Incident Report for Shelf

Postmortem

What Happened?

On October 24, 2024, customers reported difficulties using Shelf's search functionality. Our monitoring systems detected performance degradation in the search service, affecting users' ability to find and access their content. The issue was first identified through our automated monitoring systems and confirmed by customer reports.

Why Did It Happen?

The search service experienced capacity constraints due to an unexpected pattern in request handling. When users performed searches, our system is designed to make a single attempt to retrieve results. However, a recent configuration change inadvertently allowed multiple retry attempts for each search request. This meant that a single user search could generate several duplicate requests, creating unnecessary load on the system.

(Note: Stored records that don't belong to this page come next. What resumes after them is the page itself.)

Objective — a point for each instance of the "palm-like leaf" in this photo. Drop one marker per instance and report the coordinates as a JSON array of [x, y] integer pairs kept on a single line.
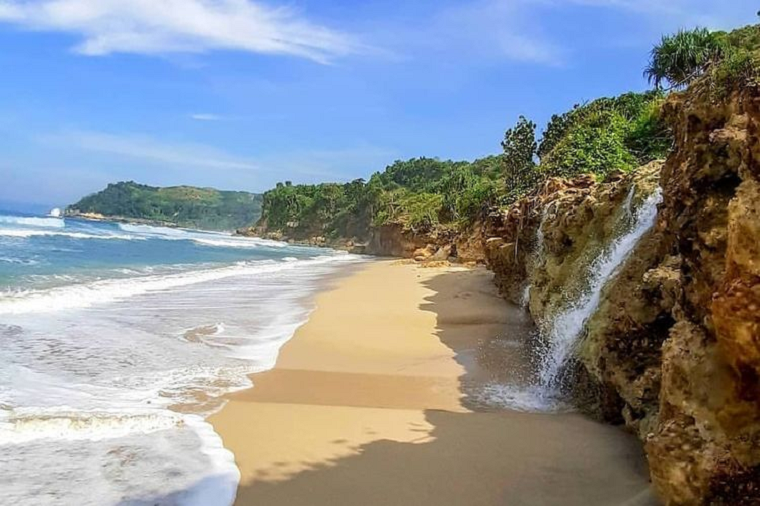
[[682, 57]]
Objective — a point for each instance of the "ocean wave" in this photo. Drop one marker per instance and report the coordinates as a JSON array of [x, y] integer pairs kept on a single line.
[[98, 292], [212, 239], [26, 233], [18, 261], [32, 222], [35, 424]]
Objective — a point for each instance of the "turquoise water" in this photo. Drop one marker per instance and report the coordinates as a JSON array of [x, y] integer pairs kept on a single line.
[[118, 340]]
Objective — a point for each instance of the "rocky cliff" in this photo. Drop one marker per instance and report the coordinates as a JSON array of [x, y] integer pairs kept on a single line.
[[673, 349]]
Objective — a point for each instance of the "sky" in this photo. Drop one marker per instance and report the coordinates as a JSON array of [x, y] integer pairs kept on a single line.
[[241, 94]]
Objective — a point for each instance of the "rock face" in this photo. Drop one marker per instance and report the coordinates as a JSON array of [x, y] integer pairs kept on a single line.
[[673, 350]]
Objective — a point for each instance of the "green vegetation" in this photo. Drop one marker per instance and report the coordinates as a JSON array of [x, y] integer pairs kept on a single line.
[[185, 206], [424, 193], [727, 59], [418, 194], [599, 137], [605, 135], [684, 56]]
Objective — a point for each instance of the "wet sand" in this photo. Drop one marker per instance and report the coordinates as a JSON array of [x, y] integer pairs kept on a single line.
[[374, 402]]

Under normal conditions, our search infrastructure efficiently handles the typical volume of search requests. In this case, the combination of increased search traffic and the multiplicative effect of retry attempts exceeded the system's designed capacity. This overload caused the search service to respond slowly or fail to respond at all.

Impact

Users in the US region experienced difficulties performing searches across the platform for approximately one hour. While other platform features remained functional, any operations requiring search capabilities were affected. Users could access their content directly through navigation, but could not search for specific items or use search-dependent features. The EU and Canada regions were not impacted by this incident. The exact number of affected users during this period cannot be precisely determined, but the issue was limited to users actively attempting to use search functionality in the US region between 19:28 UTC and 20:21 UTC.

Solution

Our team implemented an immediate fix by adjusting the request handling configuration to prevent excessive retries. We also increased the search service's capacity to ensure stable operation. After implementing these changes, we conducted comprehensive testing across all affected components and monitored the system for an extended period to confirm the solution's effectiveness.

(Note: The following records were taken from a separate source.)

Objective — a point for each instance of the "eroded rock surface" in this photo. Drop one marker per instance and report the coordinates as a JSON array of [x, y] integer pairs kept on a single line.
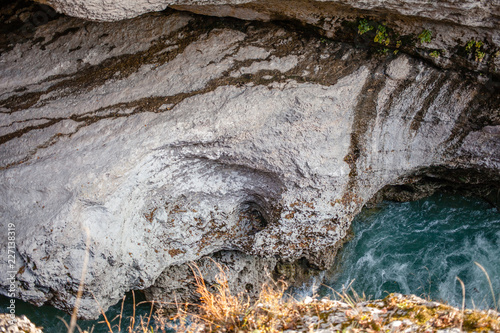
[[172, 137]]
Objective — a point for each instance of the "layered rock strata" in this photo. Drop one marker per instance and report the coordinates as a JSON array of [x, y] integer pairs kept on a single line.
[[172, 137]]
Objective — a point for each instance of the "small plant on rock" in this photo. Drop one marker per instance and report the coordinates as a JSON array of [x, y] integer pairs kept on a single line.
[[435, 54], [382, 37], [425, 36], [475, 47], [364, 27]]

Posted Oct 30, 2024 - 19:15 UTC

Resolved

Search functionality has been restored across all major features including Gems search. The system is now operating normally and we continue to monitor for stability. We appreciate your patience during this disruption.
Posted Oct 24, 2024 - 20:21 UTC

Monitoring

We have successfully restored search functionality for Announcements, Feedback lists, and CPW tasks. Gems search remains temporarily affected while we complete the final recovery steps. Our engineering team continues working on full service restoration. We will provide another update once all features are back online.
Posted Oct 24, 2024 - 20:00 UTC

Update

Our engineering team has identified the source of the disruption affecting search functionality. We are actively implementing necessary adjustments to restore service. Search capabilities remain limited across affected features while we work on the resolution. We will provide another update once service is restored.
Posted Oct 24, 2024 - 19:35 UTC

Identified

We are experiencing a service disruption affecting our search-related functionality across multiple features including Gems search, Feedback list, and Announcement list. Our engineering team has been notified and is actively working to restore normal operations. While basic platform functionality remains available, search capabilities are currently limited. We will provide updates as the situation develops.
Posted Oct 24, 2024 - 19:28 UTC
This incident affected: Shelf: US Region (Viewing Content & Search).